Department of Biostatistics, The University of Texas MD Anderson Cancer Center, Houston, Texas, USA.
Stat Med. 2021 Feb 10;40(3):650-667. doi: 10.1002/sim.8794. Epub 2020 Nov 5.
Patients' longitudinal biomarker changing patterns are crucial factors for their disease progression. In this research, we apply functional principal component analysis techniques to extract these changing patterns and use them as predictors in landmark models for dynamic prediction. The time-varying effects of risk factors along a sequence of landmark times are smoothed by a supermodel to borrow information from neighbor time intervals. This results in more stable estimation and more clear demonstration of the time-varying effects. Compared with the traditional landmark analysis, simulation studies show our proposed approach results in lower prediction error rates and higher area under receiver operating characteristic curve (AUC) values, which indicate better ability to discriminate between subjects with different risk levels. We apply our method to data from the Framingham Heart Study, using longitudinal total cholesterol (TC) levels to predict future coronary heart disease (CHD) risk profiles. Our approach not only obtains the overall trend of biomarker-related risk profiles, but also reveals different risk patterns that are not available from the traditional landmark analyses. Our results show that high cholesterol levels during young ages are more harmful than those in old ages. This demonstrates the importance of analyzing the age-dependent effects of TC on CHD risk.

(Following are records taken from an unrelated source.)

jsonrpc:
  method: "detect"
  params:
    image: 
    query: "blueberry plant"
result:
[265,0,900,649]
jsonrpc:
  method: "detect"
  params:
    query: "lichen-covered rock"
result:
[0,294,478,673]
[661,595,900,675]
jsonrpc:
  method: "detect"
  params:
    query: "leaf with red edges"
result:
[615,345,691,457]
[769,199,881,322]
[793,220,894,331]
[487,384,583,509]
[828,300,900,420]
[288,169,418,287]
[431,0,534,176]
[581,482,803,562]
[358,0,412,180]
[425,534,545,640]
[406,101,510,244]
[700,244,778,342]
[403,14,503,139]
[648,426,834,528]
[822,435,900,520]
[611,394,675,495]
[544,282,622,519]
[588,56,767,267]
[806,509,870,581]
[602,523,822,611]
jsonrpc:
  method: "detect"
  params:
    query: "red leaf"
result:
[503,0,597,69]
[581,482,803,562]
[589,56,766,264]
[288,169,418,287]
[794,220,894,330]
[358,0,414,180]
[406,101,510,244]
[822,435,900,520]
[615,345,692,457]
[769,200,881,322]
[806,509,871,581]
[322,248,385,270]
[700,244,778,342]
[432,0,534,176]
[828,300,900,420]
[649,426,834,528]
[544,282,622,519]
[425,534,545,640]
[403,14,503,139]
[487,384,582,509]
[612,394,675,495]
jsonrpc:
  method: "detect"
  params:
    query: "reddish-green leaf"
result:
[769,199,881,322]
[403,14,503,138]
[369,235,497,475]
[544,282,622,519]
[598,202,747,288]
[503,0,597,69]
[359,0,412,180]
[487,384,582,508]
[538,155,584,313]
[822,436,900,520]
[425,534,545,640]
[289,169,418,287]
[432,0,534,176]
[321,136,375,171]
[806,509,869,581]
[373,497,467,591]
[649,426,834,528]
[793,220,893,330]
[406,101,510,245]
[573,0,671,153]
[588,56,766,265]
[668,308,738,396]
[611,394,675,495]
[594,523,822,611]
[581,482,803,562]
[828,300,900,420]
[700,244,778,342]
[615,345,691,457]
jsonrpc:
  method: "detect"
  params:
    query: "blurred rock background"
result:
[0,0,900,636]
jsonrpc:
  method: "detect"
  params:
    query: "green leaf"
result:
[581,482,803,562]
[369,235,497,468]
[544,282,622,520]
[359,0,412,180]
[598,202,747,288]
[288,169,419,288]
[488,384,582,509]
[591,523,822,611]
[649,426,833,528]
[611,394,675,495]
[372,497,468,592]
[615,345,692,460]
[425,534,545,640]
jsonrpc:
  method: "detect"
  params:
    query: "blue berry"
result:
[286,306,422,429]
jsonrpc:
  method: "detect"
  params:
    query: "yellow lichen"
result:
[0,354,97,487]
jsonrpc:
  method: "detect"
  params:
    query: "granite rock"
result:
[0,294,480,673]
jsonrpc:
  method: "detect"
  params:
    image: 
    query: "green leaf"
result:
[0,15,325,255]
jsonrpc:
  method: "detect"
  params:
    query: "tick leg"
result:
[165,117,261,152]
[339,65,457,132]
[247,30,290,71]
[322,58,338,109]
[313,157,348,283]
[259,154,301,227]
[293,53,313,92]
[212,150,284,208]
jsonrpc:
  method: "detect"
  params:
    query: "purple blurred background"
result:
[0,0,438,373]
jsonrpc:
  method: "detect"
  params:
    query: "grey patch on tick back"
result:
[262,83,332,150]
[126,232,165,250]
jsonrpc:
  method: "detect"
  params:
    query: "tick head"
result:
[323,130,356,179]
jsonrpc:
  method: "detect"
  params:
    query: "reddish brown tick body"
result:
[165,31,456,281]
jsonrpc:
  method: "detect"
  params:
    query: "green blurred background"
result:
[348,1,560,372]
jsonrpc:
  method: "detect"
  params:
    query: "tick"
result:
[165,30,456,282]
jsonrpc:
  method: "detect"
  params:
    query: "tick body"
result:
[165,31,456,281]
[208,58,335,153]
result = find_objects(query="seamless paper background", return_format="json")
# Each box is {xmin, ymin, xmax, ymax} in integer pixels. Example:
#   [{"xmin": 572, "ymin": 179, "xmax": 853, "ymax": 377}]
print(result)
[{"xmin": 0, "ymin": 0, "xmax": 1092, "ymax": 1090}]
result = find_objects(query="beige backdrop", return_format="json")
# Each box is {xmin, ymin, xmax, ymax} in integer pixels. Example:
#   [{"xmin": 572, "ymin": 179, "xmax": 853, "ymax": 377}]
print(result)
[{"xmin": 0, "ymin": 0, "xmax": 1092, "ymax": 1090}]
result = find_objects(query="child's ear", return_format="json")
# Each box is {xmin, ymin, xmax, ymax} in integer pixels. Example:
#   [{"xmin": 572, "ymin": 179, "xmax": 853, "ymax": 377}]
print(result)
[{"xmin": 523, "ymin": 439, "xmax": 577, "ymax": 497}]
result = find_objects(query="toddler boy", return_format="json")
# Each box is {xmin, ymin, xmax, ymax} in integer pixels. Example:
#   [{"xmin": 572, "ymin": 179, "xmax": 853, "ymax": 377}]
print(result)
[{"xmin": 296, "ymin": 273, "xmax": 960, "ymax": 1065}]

患者生物标志物的纵向变化模式是其疾病进展的关键因素。在本研究中,我们应用功能主成分分析技术来提取这些变化模式,并将其用作地标模型中的预测因子进行动态预测。通过一个超级模型对一系列地标时间点上危险因素的时变效应进行平滑处理,以从相邻时间间隔中借用信息。这导致了更稳定的估计和更清晰的时变效应展示。与传统的地标分析相比,模拟研究表明我们提出的方法导致更低的预测错误率和更高的受试者工作特征曲线下面积(AUC)值,这表明在区分不同风险水平的受试者方面具有更好的能力。我们将我们的方法应用于弗雷明汉心脏研究的数据,使用纵向总胆固醇(TC)水平来预测未来冠心病(CHD)风险概况。我们的方法不仅获得了与生物标志物相关的风险概况的总体趋势,还揭示了传统地标分析无法获得的不同风险模式。我们的结果表明,年轻时高胆固醇水平比老年时更有害。这证明了分析TC对CHD风险的年龄依赖性效应的重要性。